Elementary Statistics (STAT 201)

Probability

Randomness -- flip a coin

  • A phenomenon is a random phenomenon if all possible outcomes of the phe- nomenon are known, but which one occurs is uncertain. We use probability to quantify the uncer- tainty in random phenomena.

  • A random trial or random experiment is any observable action in which the occurrence of the outcomes is random.

Random Noise

Which one is more "random" ?

  • Suppose you flipped a coin many times, H means you observed a head, T means tail.
  • Two records:
    • HTTHTTTHTTTHHTTTTHTHTTHHHTHTHTTHHHHTHHHHTTHHHHHHHHHTH THTHTHTTHTHTHHHTHHTHTTHHTTHHTHTHHTHHTHTTTTHTTHH
    • HTTHTHTHTTHTHHTHTTHTHTTHTTTHTTHTTTHTTHTHTTHTHTTHTTTHT HTHTHTTHTHTHHTHTHTHTHTHTHTHTHTTHTHTHTTTHTTHTTHT

Probability

  • The probability of an event A is the proportion of times that the event occur in a long run of observations.

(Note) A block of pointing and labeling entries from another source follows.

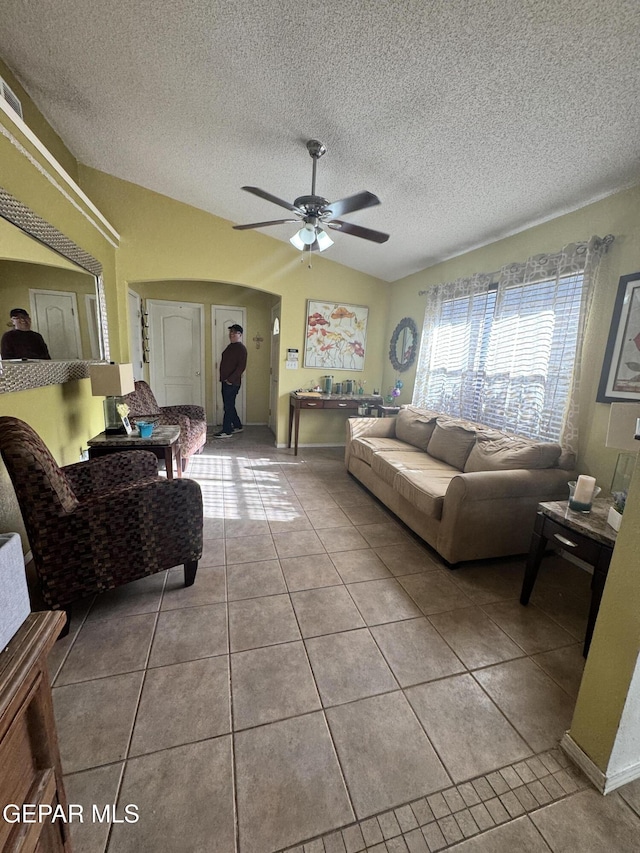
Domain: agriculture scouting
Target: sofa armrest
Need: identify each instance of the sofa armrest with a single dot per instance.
(377, 427)
(491, 512)
(108, 472)
(193, 412)
(545, 483)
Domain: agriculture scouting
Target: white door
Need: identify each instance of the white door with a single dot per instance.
(274, 367)
(223, 316)
(55, 316)
(135, 335)
(176, 356)
(91, 308)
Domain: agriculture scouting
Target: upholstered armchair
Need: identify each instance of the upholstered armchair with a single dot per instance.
(191, 419)
(97, 525)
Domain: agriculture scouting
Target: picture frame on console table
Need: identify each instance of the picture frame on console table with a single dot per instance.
(620, 378)
(336, 335)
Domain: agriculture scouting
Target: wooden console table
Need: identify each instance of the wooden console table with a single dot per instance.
(163, 442)
(327, 403)
(31, 773)
(585, 535)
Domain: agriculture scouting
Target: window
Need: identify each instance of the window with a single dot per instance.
(506, 359)
(504, 348)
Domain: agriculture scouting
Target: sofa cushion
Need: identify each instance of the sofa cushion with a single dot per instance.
(511, 452)
(364, 448)
(387, 465)
(425, 490)
(451, 442)
(415, 426)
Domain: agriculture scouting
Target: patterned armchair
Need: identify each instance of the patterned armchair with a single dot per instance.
(97, 525)
(192, 420)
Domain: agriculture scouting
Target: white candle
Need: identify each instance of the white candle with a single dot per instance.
(585, 487)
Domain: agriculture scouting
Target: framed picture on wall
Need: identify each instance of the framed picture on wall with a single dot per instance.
(620, 378)
(336, 335)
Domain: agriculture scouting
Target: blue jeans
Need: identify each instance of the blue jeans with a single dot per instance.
(231, 419)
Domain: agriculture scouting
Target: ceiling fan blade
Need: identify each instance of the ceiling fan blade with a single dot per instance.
(268, 197)
(352, 203)
(358, 231)
(263, 224)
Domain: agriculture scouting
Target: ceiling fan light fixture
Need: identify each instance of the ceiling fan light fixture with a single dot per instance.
(308, 234)
(297, 242)
(323, 240)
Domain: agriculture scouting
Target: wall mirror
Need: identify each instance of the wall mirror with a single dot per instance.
(404, 344)
(60, 286)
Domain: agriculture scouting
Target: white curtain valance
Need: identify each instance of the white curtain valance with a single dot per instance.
(506, 347)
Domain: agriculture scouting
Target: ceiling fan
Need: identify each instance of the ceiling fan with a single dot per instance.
(313, 212)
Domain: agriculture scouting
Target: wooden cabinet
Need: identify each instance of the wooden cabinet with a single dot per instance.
(30, 770)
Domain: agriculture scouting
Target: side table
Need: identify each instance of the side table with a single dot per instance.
(585, 535)
(163, 442)
(326, 403)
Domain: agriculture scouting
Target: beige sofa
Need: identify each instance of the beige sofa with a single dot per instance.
(469, 491)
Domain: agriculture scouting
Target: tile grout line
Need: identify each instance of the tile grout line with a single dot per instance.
(444, 828)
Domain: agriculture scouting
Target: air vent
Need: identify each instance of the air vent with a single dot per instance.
(10, 97)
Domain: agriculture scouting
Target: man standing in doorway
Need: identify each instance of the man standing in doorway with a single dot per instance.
(232, 366)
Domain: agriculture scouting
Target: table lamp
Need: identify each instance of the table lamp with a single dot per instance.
(111, 381)
(623, 433)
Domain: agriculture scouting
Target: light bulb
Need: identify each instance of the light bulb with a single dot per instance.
(308, 234)
(296, 241)
(323, 239)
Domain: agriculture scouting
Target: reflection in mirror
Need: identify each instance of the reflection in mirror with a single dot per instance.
(60, 286)
(404, 344)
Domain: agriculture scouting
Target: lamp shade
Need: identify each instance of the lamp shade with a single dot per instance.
(624, 426)
(111, 380)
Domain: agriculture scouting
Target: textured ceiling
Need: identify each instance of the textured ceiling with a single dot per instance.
(470, 120)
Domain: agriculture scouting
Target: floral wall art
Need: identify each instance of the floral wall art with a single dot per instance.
(336, 335)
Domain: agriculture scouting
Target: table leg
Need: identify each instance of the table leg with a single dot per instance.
(536, 551)
(597, 587)
(291, 408)
(297, 430)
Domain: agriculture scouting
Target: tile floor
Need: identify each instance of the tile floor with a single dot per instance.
(328, 686)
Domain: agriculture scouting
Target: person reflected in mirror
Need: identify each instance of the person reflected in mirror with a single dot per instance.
(21, 341)
(232, 366)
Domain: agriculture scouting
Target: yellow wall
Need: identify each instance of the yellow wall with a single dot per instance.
(42, 129)
(615, 646)
(617, 215)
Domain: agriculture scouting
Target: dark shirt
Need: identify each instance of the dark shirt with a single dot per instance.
(233, 363)
(18, 344)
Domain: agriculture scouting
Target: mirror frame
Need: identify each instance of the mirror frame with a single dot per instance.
(401, 366)
(20, 377)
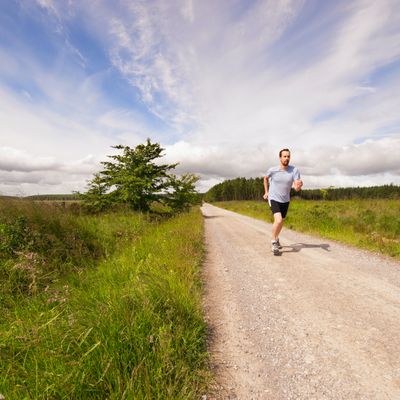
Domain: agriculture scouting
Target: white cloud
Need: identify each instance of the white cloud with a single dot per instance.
(232, 86)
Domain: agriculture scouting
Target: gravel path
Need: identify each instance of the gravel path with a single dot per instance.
(321, 321)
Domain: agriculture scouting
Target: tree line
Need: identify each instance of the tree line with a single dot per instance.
(253, 189)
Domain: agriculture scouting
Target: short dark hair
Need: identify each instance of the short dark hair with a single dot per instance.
(280, 153)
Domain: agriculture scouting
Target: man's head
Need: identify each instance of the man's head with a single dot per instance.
(284, 157)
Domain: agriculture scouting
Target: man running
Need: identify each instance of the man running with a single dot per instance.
(277, 184)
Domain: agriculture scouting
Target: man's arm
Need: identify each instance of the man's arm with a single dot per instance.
(266, 184)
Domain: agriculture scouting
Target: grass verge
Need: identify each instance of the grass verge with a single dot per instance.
(369, 224)
(129, 328)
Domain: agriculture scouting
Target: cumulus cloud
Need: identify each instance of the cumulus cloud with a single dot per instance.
(224, 93)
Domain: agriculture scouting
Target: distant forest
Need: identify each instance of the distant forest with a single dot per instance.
(253, 189)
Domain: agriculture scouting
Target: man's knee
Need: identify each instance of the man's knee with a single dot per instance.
(278, 218)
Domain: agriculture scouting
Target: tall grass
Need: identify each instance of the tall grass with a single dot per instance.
(130, 327)
(372, 224)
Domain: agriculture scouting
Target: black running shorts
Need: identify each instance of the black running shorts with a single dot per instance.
(279, 207)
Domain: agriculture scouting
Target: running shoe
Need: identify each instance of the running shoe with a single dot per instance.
(275, 247)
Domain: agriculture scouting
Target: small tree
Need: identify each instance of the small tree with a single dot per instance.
(133, 178)
(183, 193)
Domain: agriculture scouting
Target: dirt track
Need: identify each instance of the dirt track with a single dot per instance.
(321, 321)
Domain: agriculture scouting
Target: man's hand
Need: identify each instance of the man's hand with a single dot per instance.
(298, 185)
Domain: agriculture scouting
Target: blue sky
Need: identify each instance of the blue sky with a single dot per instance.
(223, 86)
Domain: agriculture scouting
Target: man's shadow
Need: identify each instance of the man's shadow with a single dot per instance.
(296, 247)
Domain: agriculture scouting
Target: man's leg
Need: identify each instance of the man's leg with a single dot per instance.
(277, 226)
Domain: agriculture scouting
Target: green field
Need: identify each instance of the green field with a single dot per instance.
(100, 307)
(369, 224)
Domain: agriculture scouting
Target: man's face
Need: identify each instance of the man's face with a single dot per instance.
(285, 158)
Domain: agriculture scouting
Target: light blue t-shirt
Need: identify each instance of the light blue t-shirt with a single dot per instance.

We often denote the probability of an event A by $P(A)$.

  • Remark. The above definition is usually referred to as the law of large numbers (LLN), which states that the sample proportion of an event A gradually approaches P(A) as the sample size n increases to infinity.

LAW of Large Numbers

In [21]:
from IPython.display import IFrame
IFrame("http://47.254.76.4:3838/sample-apps/LLN/", width=1000, height=500)
Out[21]:

Sample space and Events

  • The sample space of a random trial, denoted by S, is the collection of all possible outcomes of the trial.
  • An event is a sub-collection of some outcomes within the sample space.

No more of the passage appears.